Was ist ESS?
Self Service für Mitarbeiter – auch Employee Self Service, kurz ESS, genannt – ermöglicht es Mitarbeitern, personalbezogene Vorgänge selbst digital zu bearbeiten sowie eigene Personal- und Zeitdaten einzusehen.
Die wichtigsten Funktionen im Überblick
| Bereich | Mitarbeiter können… |
| Zeiterfassung | Arbeitszeiten am Arbeitsplatz oder mobil erfassen |
| Anträge, Meldungen und Korrekturen | Urlaub und andere Abwesenheiten beantragen, eine Arbeitsunfähigkeit und deren voraussichtliche Dauer melden sowie Korrekturen bei der Arbeitszeiterfassung digital übermitteln |
| Arbeitszeitbuchungen und Kontostände | Eigene Arbeitszeitbuchungen sowie den aktuellen Stand ihrer Zeit- und Urlaubskonten abrufen |
| Persönliche Daten | Ausgewählte Stammdaten prüfen oder Änderungen beantragen |
Welche Daten und Funktionen zur Verfügung stehen, wird über Rollen und Berechtigungen festgelegt. So erhalten Mitarbeiter mit dem Self Service ausschließlich Zugriff auf die für sie freigegebenen Bereiche.

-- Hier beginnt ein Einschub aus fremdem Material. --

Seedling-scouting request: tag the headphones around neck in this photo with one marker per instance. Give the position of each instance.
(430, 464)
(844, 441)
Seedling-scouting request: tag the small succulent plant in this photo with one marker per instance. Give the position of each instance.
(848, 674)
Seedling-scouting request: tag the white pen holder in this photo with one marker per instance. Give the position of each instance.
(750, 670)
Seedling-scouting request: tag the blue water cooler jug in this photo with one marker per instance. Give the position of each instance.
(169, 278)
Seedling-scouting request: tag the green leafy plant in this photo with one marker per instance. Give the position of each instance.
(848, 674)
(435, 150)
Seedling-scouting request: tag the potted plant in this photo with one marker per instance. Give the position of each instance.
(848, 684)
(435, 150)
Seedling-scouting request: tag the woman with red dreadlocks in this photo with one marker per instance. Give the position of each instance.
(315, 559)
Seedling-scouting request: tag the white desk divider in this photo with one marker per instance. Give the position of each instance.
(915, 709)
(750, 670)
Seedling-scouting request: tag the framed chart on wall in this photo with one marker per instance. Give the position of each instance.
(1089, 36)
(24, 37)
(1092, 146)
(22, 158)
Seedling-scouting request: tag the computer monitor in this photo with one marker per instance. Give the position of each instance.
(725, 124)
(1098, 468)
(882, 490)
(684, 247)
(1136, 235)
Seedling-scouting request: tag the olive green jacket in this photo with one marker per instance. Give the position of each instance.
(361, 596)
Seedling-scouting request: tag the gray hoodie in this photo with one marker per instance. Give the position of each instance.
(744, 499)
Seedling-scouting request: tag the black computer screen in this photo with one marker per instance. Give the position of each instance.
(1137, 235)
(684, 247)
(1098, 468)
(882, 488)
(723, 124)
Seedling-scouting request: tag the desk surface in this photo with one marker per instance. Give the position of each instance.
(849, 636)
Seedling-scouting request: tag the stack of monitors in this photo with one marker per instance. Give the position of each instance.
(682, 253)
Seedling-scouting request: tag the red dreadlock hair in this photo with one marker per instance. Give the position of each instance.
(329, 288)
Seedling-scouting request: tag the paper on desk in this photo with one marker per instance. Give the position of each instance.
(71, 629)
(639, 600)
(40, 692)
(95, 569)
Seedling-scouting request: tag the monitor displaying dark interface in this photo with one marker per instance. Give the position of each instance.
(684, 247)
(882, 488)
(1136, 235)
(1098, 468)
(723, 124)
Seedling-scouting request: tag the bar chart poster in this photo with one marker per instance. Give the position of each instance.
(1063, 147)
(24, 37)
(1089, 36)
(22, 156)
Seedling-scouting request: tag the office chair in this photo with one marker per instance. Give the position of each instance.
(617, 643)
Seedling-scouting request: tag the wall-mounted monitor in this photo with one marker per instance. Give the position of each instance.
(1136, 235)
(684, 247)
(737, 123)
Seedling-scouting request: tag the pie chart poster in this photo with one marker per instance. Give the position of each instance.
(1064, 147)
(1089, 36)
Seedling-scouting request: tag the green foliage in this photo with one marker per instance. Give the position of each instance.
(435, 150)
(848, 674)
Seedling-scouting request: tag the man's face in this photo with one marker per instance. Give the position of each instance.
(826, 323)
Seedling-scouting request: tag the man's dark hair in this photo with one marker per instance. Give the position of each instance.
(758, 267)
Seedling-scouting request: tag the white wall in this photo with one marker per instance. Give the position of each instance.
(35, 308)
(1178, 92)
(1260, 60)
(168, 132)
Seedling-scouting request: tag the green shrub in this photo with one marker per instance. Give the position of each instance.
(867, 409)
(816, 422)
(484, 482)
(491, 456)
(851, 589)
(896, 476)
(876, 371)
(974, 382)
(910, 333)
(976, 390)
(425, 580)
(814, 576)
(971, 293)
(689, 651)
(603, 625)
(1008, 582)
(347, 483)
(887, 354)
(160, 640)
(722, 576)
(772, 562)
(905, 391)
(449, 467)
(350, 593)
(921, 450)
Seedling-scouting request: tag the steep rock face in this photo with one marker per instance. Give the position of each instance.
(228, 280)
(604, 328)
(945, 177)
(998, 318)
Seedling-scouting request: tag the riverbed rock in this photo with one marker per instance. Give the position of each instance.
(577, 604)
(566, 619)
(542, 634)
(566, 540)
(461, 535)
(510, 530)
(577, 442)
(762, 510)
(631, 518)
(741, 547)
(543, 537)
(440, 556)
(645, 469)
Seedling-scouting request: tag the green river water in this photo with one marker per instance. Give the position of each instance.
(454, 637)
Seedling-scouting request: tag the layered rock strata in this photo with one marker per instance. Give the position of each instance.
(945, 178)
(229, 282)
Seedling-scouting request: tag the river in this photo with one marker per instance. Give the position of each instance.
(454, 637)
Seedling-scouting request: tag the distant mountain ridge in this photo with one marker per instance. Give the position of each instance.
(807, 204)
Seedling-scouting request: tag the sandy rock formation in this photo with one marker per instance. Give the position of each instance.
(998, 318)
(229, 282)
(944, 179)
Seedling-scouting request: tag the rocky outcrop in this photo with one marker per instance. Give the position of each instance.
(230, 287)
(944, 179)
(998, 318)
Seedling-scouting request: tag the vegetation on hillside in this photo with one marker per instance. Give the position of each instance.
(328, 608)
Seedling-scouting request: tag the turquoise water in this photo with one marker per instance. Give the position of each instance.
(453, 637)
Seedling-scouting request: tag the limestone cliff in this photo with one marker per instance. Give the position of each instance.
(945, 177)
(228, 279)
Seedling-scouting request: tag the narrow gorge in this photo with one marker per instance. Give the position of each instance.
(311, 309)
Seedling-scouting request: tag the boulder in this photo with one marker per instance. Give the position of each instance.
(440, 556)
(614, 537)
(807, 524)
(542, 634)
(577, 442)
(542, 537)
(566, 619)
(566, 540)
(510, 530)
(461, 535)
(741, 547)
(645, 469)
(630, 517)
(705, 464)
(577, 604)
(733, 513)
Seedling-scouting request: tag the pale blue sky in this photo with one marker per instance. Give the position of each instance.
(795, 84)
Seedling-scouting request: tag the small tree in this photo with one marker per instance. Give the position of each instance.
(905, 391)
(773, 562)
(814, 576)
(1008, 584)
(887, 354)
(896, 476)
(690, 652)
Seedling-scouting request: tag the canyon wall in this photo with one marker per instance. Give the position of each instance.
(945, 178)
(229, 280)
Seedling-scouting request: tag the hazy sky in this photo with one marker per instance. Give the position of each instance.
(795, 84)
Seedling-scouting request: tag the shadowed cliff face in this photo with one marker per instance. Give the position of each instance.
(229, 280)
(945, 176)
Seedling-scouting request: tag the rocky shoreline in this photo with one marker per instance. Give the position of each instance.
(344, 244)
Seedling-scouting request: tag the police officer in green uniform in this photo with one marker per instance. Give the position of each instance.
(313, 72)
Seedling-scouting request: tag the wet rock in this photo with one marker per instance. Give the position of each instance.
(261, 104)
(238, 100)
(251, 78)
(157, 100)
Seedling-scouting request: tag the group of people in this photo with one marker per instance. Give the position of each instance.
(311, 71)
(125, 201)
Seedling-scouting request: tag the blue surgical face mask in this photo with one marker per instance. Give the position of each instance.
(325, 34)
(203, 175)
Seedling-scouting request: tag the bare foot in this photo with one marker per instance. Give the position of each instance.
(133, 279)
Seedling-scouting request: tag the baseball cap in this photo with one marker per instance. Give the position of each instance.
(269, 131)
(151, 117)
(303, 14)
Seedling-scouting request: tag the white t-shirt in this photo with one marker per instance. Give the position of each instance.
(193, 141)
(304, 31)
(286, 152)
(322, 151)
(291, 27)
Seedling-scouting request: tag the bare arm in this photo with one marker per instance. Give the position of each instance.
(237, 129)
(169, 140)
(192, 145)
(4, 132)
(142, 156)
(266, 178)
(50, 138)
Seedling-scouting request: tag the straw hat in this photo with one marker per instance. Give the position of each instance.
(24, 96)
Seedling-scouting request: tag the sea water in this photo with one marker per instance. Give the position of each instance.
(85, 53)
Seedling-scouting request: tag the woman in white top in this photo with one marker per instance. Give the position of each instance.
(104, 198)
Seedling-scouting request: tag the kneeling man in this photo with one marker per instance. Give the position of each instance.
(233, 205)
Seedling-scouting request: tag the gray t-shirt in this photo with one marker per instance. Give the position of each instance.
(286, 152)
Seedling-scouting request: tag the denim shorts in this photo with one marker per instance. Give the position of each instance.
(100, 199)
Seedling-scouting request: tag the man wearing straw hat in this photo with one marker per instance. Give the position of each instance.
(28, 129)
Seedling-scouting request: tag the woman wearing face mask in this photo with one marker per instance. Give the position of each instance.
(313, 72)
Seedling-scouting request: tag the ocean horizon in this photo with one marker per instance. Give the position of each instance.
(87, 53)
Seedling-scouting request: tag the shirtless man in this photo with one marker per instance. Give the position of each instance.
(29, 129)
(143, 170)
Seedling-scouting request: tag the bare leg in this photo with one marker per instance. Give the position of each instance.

Management Self Service: Self Service für Führungskräfte
Der Management Self Service – kurz MSS – ergänzt den Employee Self Service aufseiten der Führungskräfte. Über ihn prüfen und genehmigen sie beispielsweise Urlaubsanträge oder Zeitkorrekturen der Mitarbeiter. Zudem können sie Team-Kalender und Fehlzeiten überblicken sowie Auswertungen zu den Arbeitszeiten ihres Teams abrufen. Auch die Zeitdaten der Mitarbeiter inklusive Zuschläge können sie einsehen. Die Zugriffsrechte sind auf den jeweiligen Verantwortungsbereich abgestimmt.
Welche Vorteile bietet der Self Service?
Für Mitarbeiter: Eigene Anliegen lassen sich eigenständig und ohne Umwege bearbeiten, während wichtige Informationen jederzeit nachvollziehbar bleiben. Das erleichtert die Organisation im Arbeitsalltag.
Für Führungskräfte: Klare digitale Genehmigungswege vereinfachen die Abstimmung und ermöglichen zeitnahe Entscheidungen. Gleichzeitig behalten Führungskräfte auch bei größeren oder auf mehrere Standorte verteilten Teams den Überblick.
So profitieren alle Beteiligten von transparenten Abläufen.
Employee Self Service einführen: Darauf kommt es an
1. Funktionen und Abläufe passend gestalten
Zunächst sollte geklärt werden, welche Anliegen die Mitarbeiter künftig über den Self Service bearbeiten sollen. Entscheidend ist, dass Prozesse, Rollen und Genehmigungswege sinnvoll aufeinander abgestimmt sind. Eine fachkundige Beratung hilft dabei, die Anforderungen passgenau umzusetzen.
2. Den persönlichen Nutzen vermitteln
Mitarbeiter sollten rechtzeitig erfahren, warum der Employee Self Service eingeführt wird und was das für sie konkret bedeutet. Im Mittelpunkt sollte dabei der persönliche Nutzen stehen: Der Self Service ermöglicht ihnen mehr Eigenverantwortung im Arbeitsalltag.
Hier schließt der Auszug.